This notebook is meant to follow Evaluating Content. The minimal requirements for this notebook are met by utilizing this notebook first.
The SQLite3 database created in that notebook will be accessed using the Pandas library as an alternative means of accessing the data.
Create big data visualizations using Pandas, Seaborn and Matplotlib packages. Interact with data from an SQLite3 database using Pandas.
# Load Packages
# Enable Matplotlib Juupyter Widget Backend
%matplotlib widget
import sqlite3
import pandas as pd
import matplotlib.pyplot as plt
import seaborn as sns
from mpl_toolkits.mplot3d import Axes3D
from matplotlib.colors import ListedColormap
from shutil import copyfile
# Copy Database
DB_FILE = "./pandas_tweets.db"
copyfile("tweets.db", DB_FILE)
# Connect to database copy
connection = sqlite3.connect(DB_FILE)
Pandas pd includes a method called pd.read_sql_query that given an SQL query and a database connection will generate a Dataframe.

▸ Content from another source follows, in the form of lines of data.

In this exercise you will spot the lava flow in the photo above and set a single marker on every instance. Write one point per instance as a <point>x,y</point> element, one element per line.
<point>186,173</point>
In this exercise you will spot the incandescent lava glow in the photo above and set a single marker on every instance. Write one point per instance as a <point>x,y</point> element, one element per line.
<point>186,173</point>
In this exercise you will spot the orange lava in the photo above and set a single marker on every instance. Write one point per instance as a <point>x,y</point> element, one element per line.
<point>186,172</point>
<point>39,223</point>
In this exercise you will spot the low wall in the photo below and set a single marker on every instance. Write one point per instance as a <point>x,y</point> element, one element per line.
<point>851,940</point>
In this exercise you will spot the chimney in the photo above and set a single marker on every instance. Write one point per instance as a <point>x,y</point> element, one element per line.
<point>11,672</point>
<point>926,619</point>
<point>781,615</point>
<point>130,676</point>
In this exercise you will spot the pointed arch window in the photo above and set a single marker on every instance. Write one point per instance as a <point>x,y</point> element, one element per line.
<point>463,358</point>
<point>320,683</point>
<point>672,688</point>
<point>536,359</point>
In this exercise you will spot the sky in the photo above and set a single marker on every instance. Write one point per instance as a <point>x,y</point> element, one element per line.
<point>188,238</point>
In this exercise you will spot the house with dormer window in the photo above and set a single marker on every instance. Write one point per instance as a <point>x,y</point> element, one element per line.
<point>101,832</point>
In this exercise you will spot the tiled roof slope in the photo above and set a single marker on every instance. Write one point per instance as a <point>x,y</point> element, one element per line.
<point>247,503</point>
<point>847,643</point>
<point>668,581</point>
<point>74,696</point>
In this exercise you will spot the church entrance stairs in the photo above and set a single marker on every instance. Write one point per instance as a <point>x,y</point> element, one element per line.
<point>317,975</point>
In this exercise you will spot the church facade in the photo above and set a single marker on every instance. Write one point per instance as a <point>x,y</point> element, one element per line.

sqlite_master Table¶Lets try it getting the table names from the database copy using the connection and this query:
SELECT name, sql
FROM sqlite_master
WHERE type='table';
The table sqlite_master is part of the SQLite3 structure and can be used to get information about the structure of the database. This query in particular retrieves the tables and the commands used to create them.
tables = pd.read_sql_query(
"""SELECT name, sql
FROM sqlite_master
WHERE type='table';""",
connection
)
tables.head(15)
A complete table can be retrieved by using a simmilar method pd.read_sql_table that takes a table name and the connection.
auto_detail = pd.read_sql_query("SELECT * FROM tweet_auto_detail;", connection)
auto_detail.loc[ auto_detail.has_media == 0, "has_media_label"] = "Media"
auto_detail.loc[ auto_detail.has_media == 1, "has_media_label"] = "No Media"
auto_detail.head(10)
auto_detail["datePublished"].describe()
A transformation is required to change this float64 values to date and time. The function pd.Timestamp accepts float value timestamps and transforms them into readable dates. The method apply allows performing a transformation to values in a dataframe, this transformations most accept a single input and return a single output.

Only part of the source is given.